The people I met at 12-step programs and in my outpatient program remain my friends to this day. I continue to go to meetings on a daily basis, since I understand that meeting attendance and working with other people with addiction are the most important aspects of my ongoing recovery. During my year at sober living, I connected with people throughout the vibrant recovery community. By the end of my year, I had even taken up some leadership roles at meetings. Not only was getting support for my own recovery, but to my surprise, I ended up being a role model and a source of solace for others who had less sober time than I had.
What About Old Friends?
During my first few months in sober living, I focused on my addiction treatment. I didn’t go out to meet up with any of my old friends. At first, I worried that I was losing these relationships. After a while, when I had a bit more sure footing in my sobriety, I realized that there were certain people I never needed to see again.

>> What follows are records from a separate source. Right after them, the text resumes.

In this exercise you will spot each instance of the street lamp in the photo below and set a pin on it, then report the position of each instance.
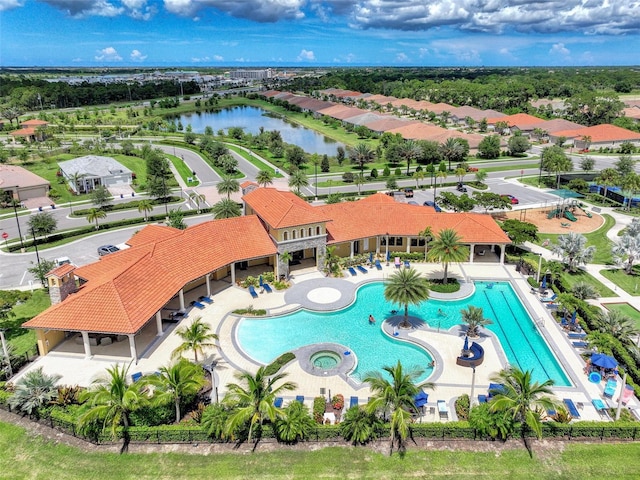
(214, 390)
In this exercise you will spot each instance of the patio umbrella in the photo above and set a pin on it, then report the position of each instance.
(604, 361)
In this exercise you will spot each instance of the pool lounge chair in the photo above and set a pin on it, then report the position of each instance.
(610, 388)
(571, 407)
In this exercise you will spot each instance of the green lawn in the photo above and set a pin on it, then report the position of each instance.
(35, 458)
(625, 309)
(598, 239)
(629, 283)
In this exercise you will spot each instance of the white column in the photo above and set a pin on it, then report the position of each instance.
(159, 322)
(87, 345)
(132, 348)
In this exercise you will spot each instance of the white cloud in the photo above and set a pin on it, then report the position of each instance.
(137, 56)
(307, 55)
(108, 54)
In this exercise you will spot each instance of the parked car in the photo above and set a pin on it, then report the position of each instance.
(107, 249)
(512, 199)
(433, 205)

I learned to separate my old relationships into two categories. There were the people I didn’t like much, but liked drinking with, and the people I genuinely liked as human beings. I simply stopped spending time with the first category of people. The second category was a bit more complicated. Not drinking while spending time with these old friends took some getting used to. But I quickly realized that the people who actually cared about me were consistently understanding and supportive of my newfound sobriety. Many old relationships that had hit a rocky patch in addiction were suddenly much better now that I was sober. Most of my old friends were in fact grateful for my change.